Green hydrogen today is costly to produce, mostly because the electrolysis process isn’t particularly efficient and very pure water is needed to reduce the deterioration of the electrodes used in the process. Hydrogen is not easy to capture and store by itself as it isn’t really stable in the atmosphere (quick to recombine with oxygen). The cost of producing was about $3-6/kg but of the spike in natural gas prices recently, the cost of grey hydrogen itself already outstrip those levels of green hydrogen costs. The only tricky part is that because the corresponding electricity costs has also risen due to the energy crisis, diverting renewable electricity to producing green hydrogen has naturally become more expensive.
So it seemed that green hydrogen by itself is caught in a bind where its price rises when its ‘grey counterpart’ rises in price; while not exactly falling as much in price when the grey counterpart is cheap. With such features, it is difficult for potential adopter to embrace it wholly at this point. To the extent that demand for it right now is typically short term and no one is able to commit to buying at the high prices over long periods of time as they believe that prices should fall as technology improves.

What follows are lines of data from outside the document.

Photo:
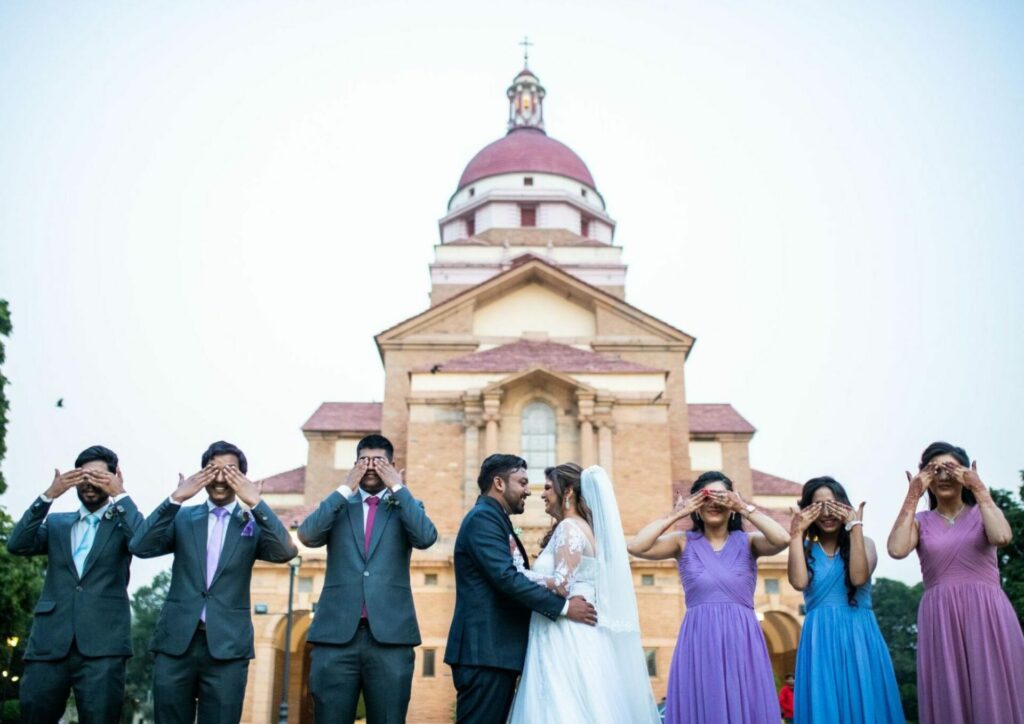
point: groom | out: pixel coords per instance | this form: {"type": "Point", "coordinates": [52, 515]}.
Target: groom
{"type": "Point", "coordinates": [486, 643]}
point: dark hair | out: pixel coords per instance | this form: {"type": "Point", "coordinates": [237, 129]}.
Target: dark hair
{"type": "Point", "coordinates": [934, 451]}
{"type": "Point", "coordinates": [97, 453]}
{"type": "Point", "coordinates": [735, 522]}
{"type": "Point", "coordinates": [376, 441]}
{"type": "Point", "coordinates": [563, 478]}
{"type": "Point", "coordinates": [222, 448]}
{"type": "Point", "coordinates": [813, 531]}
{"type": "Point", "coordinates": [500, 465]}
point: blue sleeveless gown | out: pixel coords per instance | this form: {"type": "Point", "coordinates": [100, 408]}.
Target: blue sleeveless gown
{"type": "Point", "coordinates": [844, 673]}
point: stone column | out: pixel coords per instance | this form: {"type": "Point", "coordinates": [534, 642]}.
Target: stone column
{"type": "Point", "coordinates": [605, 429]}
{"type": "Point", "coordinates": [492, 416]}
{"type": "Point", "coordinates": [585, 402]}
{"type": "Point", "coordinates": [472, 420]}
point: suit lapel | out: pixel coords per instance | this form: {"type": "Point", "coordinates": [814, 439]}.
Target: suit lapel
{"type": "Point", "coordinates": [231, 537]}
{"type": "Point", "coordinates": [380, 522]}
{"type": "Point", "coordinates": [355, 520]}
{"type": "Point", "coordinates": [507, 523]}
{"type": "Point", "coordinates": [103, 531]}
{"type": "Point", "coordinates": [199, 523]}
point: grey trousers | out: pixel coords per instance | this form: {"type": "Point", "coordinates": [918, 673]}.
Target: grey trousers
{"type": "Point", "coordinates": [215, 686]}
{"type": "Point", "coordinates": [382, 672]}
{"type": "Point", "coordinates": [98, 683]}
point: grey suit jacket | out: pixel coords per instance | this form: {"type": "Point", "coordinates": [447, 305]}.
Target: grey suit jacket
{"type": "Point", "coordinates": [181, 530]}
{"type": "Point", "coordinates": [91, 609]}
{"type": "Point", "coordinates": [380, 579]}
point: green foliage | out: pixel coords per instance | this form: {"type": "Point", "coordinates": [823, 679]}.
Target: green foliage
{"type": "Point", "coordinates": [145, 607]}
{"type": "Point", "coordinates": [1012, 557]}
{"type": "Point", "coordinates": [896, 610]}
{"type": "Point", "coordinates": [20, 582]}
{"type": "Point", "coordinates": [5, 328]}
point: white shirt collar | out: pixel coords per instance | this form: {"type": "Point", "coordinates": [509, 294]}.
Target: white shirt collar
{"type": "Point", "coordinates": [365, 496]}
{"type": "Point", "coordinates": [230, 506]}
{"type": "Point", "coordinates": [83, 511]}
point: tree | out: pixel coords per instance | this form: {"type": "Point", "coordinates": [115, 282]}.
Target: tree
{"type": "Point", "coordinates": [5, 328]}
{"type": "Point", "coordinates": [145, 607]}
{"type": "Point", "coordinates": [20, 579]}
{"type": "Point", "coordinates": [896, 610]}
{"type": "Point", "coordinates": [1012, 557]}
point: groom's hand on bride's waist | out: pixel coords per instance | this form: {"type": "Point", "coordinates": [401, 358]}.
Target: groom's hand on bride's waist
{"type": "Point", "coordinates": [582, 611]}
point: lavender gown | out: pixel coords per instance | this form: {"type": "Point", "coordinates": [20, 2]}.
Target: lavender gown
{"type": "Point", "coordinates": [720, 670]}
{"type": "Point", "coordinates": [970, 645]}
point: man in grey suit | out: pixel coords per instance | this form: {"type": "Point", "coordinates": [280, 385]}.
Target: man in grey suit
{"type": "Point", "coordinates": [81, 633]}
{"type": "Point", "coordinates": [365, 629]}
{"type": "Point", "coordinates": [204, 638]}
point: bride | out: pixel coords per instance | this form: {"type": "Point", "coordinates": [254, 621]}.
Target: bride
{"type": "Point", "coordinates": [574, 673]}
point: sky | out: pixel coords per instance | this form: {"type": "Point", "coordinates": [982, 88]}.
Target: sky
{"type": "Point", "coordinates": [208, 210]}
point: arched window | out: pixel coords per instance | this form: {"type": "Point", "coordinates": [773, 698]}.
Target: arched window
{"type": "Point", "coordinates": [538, 438]}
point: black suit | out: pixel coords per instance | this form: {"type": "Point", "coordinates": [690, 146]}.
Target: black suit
{"type": "Point", "coordinates": [207, 662]}
{"type": "Point", "coordinates": [486, 643]}
{"type": "Point", "coordinates": [81, 632]}
{"type": "Point", "coordinates": [372, 654]}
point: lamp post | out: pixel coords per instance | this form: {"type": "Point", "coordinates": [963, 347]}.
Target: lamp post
{"type": "Point", "coordinates": [283, 710]}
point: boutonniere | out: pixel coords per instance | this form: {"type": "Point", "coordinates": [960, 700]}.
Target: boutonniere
{"type": "Point", "coordinates": [247, 531]}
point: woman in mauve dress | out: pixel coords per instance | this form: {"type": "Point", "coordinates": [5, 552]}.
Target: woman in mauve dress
{"type": "Point", "coordinates": [720, 669]}
{"type": "Point", "coordinates": [970, 644]}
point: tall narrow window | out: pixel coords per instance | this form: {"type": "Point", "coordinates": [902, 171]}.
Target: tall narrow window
{"type": "Point", "coordinates": [538, 438]}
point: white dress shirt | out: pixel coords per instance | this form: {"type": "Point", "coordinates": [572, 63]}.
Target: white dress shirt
{"type": "Point", "coordinates": [211, 520]}
{"type": "Point", "coordinates": [346, 493]}
{"type": "Point", "coordinates": [79, 527]}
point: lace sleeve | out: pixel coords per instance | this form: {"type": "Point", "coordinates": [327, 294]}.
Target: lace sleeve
{"type": "Point", "coordinates": [568, 544]}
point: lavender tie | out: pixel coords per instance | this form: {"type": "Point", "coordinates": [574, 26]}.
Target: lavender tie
{"type": "Point", "coordinates": [214, 544]}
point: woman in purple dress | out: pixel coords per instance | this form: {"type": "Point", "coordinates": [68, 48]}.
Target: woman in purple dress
{"type": "Point", "coordinates": [720, 670]}
{"type": "Point", "coordinates": [970, 645]}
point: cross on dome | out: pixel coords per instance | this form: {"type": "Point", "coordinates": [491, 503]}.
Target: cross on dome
{"type": "Point", "coordinates": [525, 50]}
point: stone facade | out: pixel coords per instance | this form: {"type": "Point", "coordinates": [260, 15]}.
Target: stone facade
{"type": "Point", "coordinates": [520, 351]}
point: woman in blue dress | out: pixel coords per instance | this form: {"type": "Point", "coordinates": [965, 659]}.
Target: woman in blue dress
{"type": "Point", "coordinates": [844, 673]}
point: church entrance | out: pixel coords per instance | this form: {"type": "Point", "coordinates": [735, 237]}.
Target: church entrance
{"type": "Point", "coordinates": [781, 631]}
{"type": "Point", "coordinates": [300, 701]}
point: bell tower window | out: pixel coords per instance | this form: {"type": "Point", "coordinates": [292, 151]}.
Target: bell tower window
{"type": "Point", "coordinates": [539, 438]}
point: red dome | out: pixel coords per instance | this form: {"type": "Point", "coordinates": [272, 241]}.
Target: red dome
{"type": "Point", "coordinates": [526, 150]}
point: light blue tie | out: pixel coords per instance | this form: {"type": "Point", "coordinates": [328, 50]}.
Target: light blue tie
{"type": "Point", "coordinates": [85, 545]}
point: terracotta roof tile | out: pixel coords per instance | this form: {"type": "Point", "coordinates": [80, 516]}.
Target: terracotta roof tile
{"type": "Point", "coordinates": [290, 481]}
{"type": "Point", "coordinates": [717, 418]}
{"type": "Point", "coordinates": [345, 417]}
{"type": "Point", "coordinates": [523, 354]}
{"type": "Point", "coordinates": [765, 484]}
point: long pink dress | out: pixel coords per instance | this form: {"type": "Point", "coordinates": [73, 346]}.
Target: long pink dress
{"type": "Point", "coordinates": [970, 645]}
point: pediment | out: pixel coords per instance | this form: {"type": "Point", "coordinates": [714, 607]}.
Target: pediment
{"type": "Point", "coordinates": [551, 297]}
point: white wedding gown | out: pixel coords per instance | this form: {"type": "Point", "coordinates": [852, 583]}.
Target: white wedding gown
{"type": "Point", "coordinates": [585, 674]}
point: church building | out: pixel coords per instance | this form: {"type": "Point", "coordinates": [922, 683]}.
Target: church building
{"type": "Point", "coordinates": [528, 346]}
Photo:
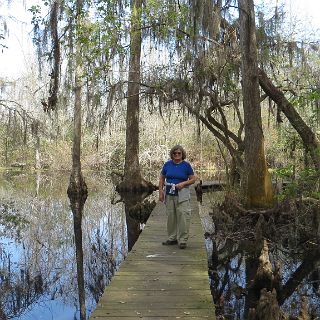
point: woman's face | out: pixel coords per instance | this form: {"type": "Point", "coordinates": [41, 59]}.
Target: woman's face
{"type": "Point", "coordinates": [177, 155]}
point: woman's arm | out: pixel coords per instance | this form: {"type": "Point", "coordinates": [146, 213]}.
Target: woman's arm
{"type": "Point", "coordinates": [191, 180]}
{"type": "Point", "coordinates": [161, 186]}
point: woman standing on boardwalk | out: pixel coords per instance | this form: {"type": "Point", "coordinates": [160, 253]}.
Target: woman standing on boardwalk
{"type": "Point", "coordinates": [175, 178]}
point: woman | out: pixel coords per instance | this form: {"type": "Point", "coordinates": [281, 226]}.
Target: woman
{"type": "Point", "coordinates": [175, 178]}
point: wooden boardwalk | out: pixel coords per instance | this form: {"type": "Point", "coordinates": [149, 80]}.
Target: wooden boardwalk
{"type": "Point", "coordinates": [160, 282]}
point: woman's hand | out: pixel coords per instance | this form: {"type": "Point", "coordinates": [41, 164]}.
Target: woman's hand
{"type": "Point", "coordinates": [180, 185]}
{"type": "Point", "coordinates": [161, 195]}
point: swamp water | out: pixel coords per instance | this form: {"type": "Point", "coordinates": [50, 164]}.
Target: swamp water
{"type": "Point", "coordinates": [292, 242]}
{"type": "Point", "coordinates": [38, 273]}
{"type": "Point", "coordinates": [38, 279]}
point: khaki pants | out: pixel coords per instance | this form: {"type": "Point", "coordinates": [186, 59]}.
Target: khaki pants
{"type": "Point", "coordinates": [178, 221]}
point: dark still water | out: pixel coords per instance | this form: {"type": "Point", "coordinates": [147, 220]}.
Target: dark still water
{"type": "Point", "coordinates": [38, 277]}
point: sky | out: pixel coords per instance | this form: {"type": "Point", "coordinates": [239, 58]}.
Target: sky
{"type": "Point", "coordinates": [19, 53]}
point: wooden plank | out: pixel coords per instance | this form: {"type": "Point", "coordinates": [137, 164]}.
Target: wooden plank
{"type": "Point", "coordinates": [160, 282]}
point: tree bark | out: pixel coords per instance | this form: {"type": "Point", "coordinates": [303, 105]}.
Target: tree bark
{"type": "Point", "coordinates": [257, 181]}
{"type": "Point", "coordinates": [133, 180]}
{"type": "Point", "coordinates": [308, 137]}
{"type": "Point", "coordinates": [77, 190]}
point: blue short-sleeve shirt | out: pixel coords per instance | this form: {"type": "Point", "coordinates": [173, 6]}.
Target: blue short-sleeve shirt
{"type": "Point", "coordinates": [176, 172]}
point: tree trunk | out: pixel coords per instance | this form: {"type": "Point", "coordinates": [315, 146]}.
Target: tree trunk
{"type": "Point", "coordinates": [132, 174]}
{"type": "Point", "coordinates": [77, 190]}
{"type": "Point", "coordinates": [308, 137]}
{"type": "Point", "coordinates": [257, 181]}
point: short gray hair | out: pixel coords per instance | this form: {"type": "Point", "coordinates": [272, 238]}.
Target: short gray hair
{"type": "Point", "coordinates": [178, 147]}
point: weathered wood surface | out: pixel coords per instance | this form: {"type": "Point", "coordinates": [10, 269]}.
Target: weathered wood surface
{"type": "Point", "coordinates": [160, 282]}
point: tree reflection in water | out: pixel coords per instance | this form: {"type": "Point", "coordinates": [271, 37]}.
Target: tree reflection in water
{"type": "Point", "coordinates": [37, 253]}
{"type": "Point", "coordinates": [265, 259]}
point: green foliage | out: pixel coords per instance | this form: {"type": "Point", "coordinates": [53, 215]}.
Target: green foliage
{"type": "Point", "coordinates": [306, 185]}
{"type": "Point", "coordinates": [286, 172]}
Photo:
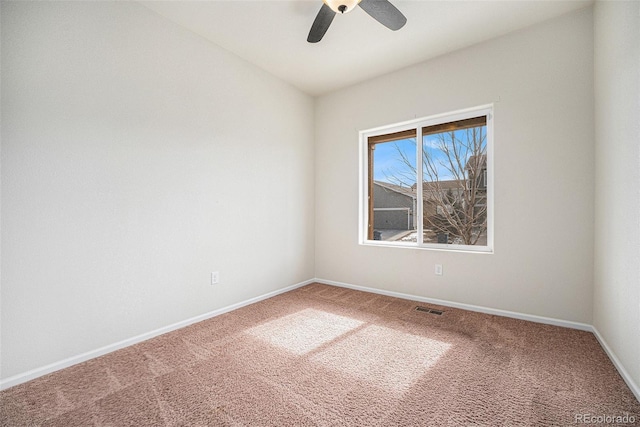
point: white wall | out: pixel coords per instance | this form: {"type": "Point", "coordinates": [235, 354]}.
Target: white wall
{"type": "Point", "coordinates": [541, 81]}
{"type": "Point", "coordinates": [617, 219]}
{"type": "Point", "coordinates": [136, 159]}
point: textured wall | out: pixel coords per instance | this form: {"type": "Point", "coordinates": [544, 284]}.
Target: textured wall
{"type": "Point", "coordinates": [137, 158]}
{"type": "Point", "coordinates": [541, 82]}
{"type": "Point", "coordinates": [617, 219]}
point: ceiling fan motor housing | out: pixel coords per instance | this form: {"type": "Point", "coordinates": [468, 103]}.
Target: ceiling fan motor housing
{"type": "Point", "coordinates": [342, 6]}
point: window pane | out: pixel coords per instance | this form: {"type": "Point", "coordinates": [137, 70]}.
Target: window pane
{"type": "Point", "coordinates": [455, 182]}
{"type": "Point", "coordinates": [392, 187]}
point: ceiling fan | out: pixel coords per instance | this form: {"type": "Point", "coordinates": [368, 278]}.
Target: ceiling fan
{"type": "Point", "coordinates": [380, 10]}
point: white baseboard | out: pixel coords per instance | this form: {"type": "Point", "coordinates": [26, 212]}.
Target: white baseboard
{"type": "Point", "coordinates": [616, 362]}
{"type": "Point", "coordinates": [74, 360]}
{"type": "Point", "coordinates": [38, 372]}
{"type": "Point", "coordinates": [469, 307]}
{"type": "Point", "coordinates": [532, 318]}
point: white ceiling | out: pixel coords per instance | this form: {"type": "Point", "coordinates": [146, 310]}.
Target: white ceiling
{"type": "Point", "coordinates": [272, 34]}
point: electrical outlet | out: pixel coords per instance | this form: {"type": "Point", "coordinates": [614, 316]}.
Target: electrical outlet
{"type": "Point", "coordinates": [438, 270]}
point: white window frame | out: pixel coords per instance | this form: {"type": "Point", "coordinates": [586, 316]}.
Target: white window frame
{"type": "Point", "coordinates": [418, 124]}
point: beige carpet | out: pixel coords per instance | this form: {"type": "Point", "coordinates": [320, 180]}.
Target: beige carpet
{"type": "Point", "coordinates": [327, 356]}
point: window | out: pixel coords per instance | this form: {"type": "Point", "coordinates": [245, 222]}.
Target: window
{"type": "Point", "coordinates": [433, 194]}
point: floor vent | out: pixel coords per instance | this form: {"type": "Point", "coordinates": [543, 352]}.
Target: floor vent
{"type": "Point", "coordinates": [429, 310]}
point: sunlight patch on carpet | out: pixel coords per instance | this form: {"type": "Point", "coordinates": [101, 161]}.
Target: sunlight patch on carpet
{"type": "Point", "coordinates": [388, 359]}
{"type": "Point", "coordinates": [304, 331]}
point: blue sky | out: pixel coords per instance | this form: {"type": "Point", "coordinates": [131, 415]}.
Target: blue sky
{"type": "Point", "coordinates": [389, 167]}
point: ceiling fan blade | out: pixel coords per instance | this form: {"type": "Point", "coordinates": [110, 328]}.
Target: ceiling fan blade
{"type": "Point", "coordinates": [385, 13]}
{"type": "Point", "coordinates": [321, 24]}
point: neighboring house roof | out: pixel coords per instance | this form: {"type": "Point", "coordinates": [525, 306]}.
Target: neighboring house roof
{"type": "Point", "coordinates": [405, 191]}
{"type": "Point", "coordinates": [472, 161]}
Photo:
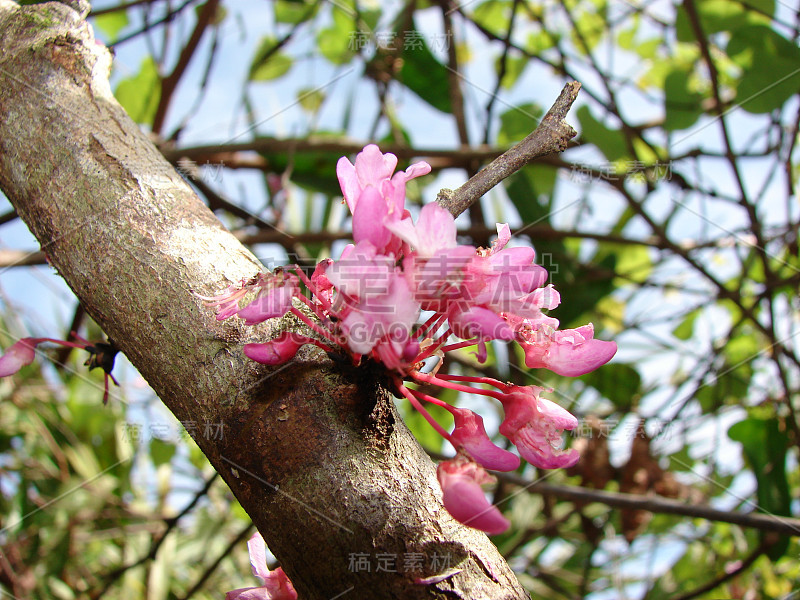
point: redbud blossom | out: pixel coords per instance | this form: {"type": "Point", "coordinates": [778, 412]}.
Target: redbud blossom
{"type": "Point", "coordinates": [470, 435]}
{"type": "Point", "coordinates": [275, 585]}
{"type": "Point", "coordinates": [17, 356]}
{"type": "Point", "coordinates": [535, 425]}
{"type": "Point", "coordinates": [464, 499]}
{"type": "Point", "coordinates": [368, 306]}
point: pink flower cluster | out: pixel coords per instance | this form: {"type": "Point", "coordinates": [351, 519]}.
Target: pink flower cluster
{"type": "Point", "coordinates": [369, 304]}
{"type": "Point", "coordinates": [275, 585]}
{"type": "Point", "coordinates": [22, 353]}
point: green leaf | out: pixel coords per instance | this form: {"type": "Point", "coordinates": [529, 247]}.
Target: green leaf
{"type": "Point", "coordinates": [634, 263]}
{"type": "Point", "coordinates": [342, 40]}
{"type": "Point", "coordinates": [424, 75]}
{"type": "Point", "coordinates": [112, 23]}
{"type": "Point", "coordinates": [515, 67]}
{"type": "Point", "coordinates": [682, 106]}
{"type": "Point", "coordinates": [140, 94]}
{"type": "Point", "coordinates": [592, 27]}
{"type": "Point", "coordinates": [685, 328]}
{"type": "Point", "coordinates": [310, 99]}
{"type": "Point", "coordinates": [531, 190]}
{"type": "Point", "coordinates": [161, 452]}
{"type": "Point", "coordinates": [771, 68]}
{"type": "Point", "coordinates": [294, 11]}
{"type": "Point", "coordinates": [269, 62]}
{"type": "Point", "coordinates": [723, 15]}
{"type": "Point", "coordinates": [611, 142]}
{"type": "Point", "coordinates": [493, 15]}
{"type": "Point", "coordinates": [765, 444]}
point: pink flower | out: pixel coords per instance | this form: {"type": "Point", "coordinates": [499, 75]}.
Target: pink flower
{"type": "Point", "coordinates": [470, 435]}
{"type": "Point", "coordinates": [375, 169]}
{"type": "Point", "coordinates": [101, 354]}
{"type": "Point", "coordinates": [570, 352]}
{"type": "Point", "coordinates": [464, 499]}
{"type": "Point", "coordinates": [18, 355]}
{"type": "Point", "coordinates": [478, 322]}
{"type": "Point", "coordinates": [435, 230]}
{"type": "Point", "coordinates": [371, 168]}
{"type": "Point", "coordinates": [535, 425]}
{"type": "Point", "coordinates": [275, 585]}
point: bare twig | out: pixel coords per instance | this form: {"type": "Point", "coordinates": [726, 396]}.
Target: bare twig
{"type": "Point", "coordinates": [654, 504]}
{"type": "Point", "coordinates": [552, 135]}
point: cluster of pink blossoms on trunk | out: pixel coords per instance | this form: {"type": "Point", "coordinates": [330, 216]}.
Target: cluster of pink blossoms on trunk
{"type": "Point", "coordinates": [403, 295]}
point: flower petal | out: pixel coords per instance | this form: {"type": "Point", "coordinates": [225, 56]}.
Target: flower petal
{"type": "Point", "coordinates": [18, 355]}
{"type": "Point", "coordinates": [464, 499]}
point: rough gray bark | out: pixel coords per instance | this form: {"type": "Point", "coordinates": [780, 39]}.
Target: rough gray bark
{"type": "Point", "coordinates": [314, 451]}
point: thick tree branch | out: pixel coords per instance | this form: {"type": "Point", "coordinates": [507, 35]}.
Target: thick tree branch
{"type": "Point", "coordinates": [314, 451]}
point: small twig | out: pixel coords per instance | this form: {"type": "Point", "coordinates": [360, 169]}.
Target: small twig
{"type": "Point", "coordinates": [552, 135]}
{"type": "Point", "coordinates": [213, 566]}
{"type": "Point", "coordinates": [655, 504]}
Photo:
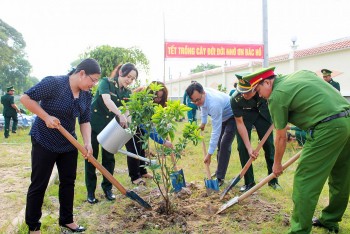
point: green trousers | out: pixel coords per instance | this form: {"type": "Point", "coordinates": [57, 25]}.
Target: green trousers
{"type": "Point", "coordinates": [261, 126]}
{"type": "Point", "coordinates": [325, 155]}
{"type": "Point", "coordinates": [108, 161]}
{"type": "Point", "coordinates": [7, 124]}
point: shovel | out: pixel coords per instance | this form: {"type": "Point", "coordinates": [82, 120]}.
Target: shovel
{"type": "Point", "coordinates": [211, 185]}
{"type": "Point", "coordinates": [257, 186]}
{"type": "Point", "coordinates": [177, 177]}
{"type": "Point", "coordinates": [247, 165]}
{"type": "Point", "coordinates": [130, 194]}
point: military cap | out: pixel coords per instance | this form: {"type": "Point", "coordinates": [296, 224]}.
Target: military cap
{"type": "Point", "coordinates": [10, 88]}
{"type": "Point", "coordinates": [259, 75]}
{"type": "Point", "coordinates": [243, 86]}
{"type": "Point", "coordinates": [326, 72]}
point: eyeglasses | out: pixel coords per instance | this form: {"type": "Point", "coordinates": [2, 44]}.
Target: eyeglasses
{"type": "Point", "coordinates": [92, 79]}
{"type": "Point", "coordinates": [197, 99]}
{"type": "Point", "coordinates": [131, 77]}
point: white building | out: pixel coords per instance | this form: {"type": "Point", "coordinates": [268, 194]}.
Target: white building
{"type": "Point", "coordinates": [334, 55]}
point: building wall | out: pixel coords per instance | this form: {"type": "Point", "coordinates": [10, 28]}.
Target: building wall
{"type": "Point", "coordinates": [335, 60]}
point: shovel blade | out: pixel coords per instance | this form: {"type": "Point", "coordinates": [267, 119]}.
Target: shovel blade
{"type": "Point", "coordinates": [212, 186]}
{"type": "Point", "coordinates": [133, 196]}
{"type": "Point", "coordinates": [178, 180]}
{"type": "Point", "coordinates": [230, 186]}
{"type": "Point", "coordinates": [231, 202]}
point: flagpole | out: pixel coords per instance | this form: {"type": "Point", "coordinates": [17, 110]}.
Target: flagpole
{"type": "Point", "coordinates": [163, 47]}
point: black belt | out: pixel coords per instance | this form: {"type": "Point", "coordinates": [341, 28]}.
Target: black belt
{"type": "Point", "coordinates": [336, 116]}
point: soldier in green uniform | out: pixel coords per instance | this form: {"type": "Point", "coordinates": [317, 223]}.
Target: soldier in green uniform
{"type": "Point", "coordinates": [10, 111]}
{"type": "Point", "coordinates": [299, 98]}
{"type": "Point", "coordinates": [327, 76]}
{"type": "Point", "coordinates": [191, 114]}
{"type": "Point", "coordinates": [104, 107]}
{"type": "Point", "coordinates": [251, 110]}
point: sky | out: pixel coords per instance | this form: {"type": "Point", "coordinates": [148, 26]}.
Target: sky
{"type": "Point", "coordinates": [58, 31]}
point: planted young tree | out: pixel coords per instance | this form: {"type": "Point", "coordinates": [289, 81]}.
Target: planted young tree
{"type": "Point", "coordinates": [152, 117]}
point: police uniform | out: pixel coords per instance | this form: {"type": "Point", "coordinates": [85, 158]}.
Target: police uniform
{"type": "Point", "coordinates": [191, 114]}
{"type": "Point", "coordinates": [255, 113]}
{"type": "Point", "coordinates": [9, 112]}
{"type": "Point", "coordinates": [326, 72]}
{"type": "Point", "coordinates": [100, 117]}
{"type": "Point", "coordinates": [299, 98]}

So we get into a self-reinforcing feedback loop where the lack of adoption keeps prices high which itself keeps adopters at bay. Developers of hydrogen projects are facing challenges financing these projects since they are not able to secure long-term demand for the products of their project. Hydrogen council’s latest update of the market situation indicates that there are many more projects announced but the conversion rate of projects from ‘being announced’ to ‘final investment decision’ remains startlingly low. In fact so low that there seems to be an ever-growing pipeline of projects partly because projects simply don’t get through the pipeline!
There are very specific opportunities where hydrogen production can make some kind of sense at the moment but they remain limited. For example, when large utility scale wind or solar power needs good, longer term storage due to lack of load demand during periods of strong production. Or perhaps renewable electricity production capacity outstrips local supply either due to population departures or long-term planning of power capacities that did not materialise.
Hydrogen can also be useful when the grid is not strong enough to take high productions of these variable renewable electricity and hence the production gets curtailed (ie. they are not allowed to inject into the grid). Hydrogen storage can be viable at scale and it is also cleaner to the extent that it doesn’t have to be replaced as frequently as Li-ion batteries and hence produce less waste from an environmental footprint perspective.
Outside these opportunities, it is difficult to justify producing green hydrogen; and even with such opportunities, it is not clear how long they would last. Curtailment events are undesirable and not exactly what renewable electricity project developers or owners would wish for. Likewise, it doesn’t make sense for more power capacity than required to be built if the local demand is insufficient.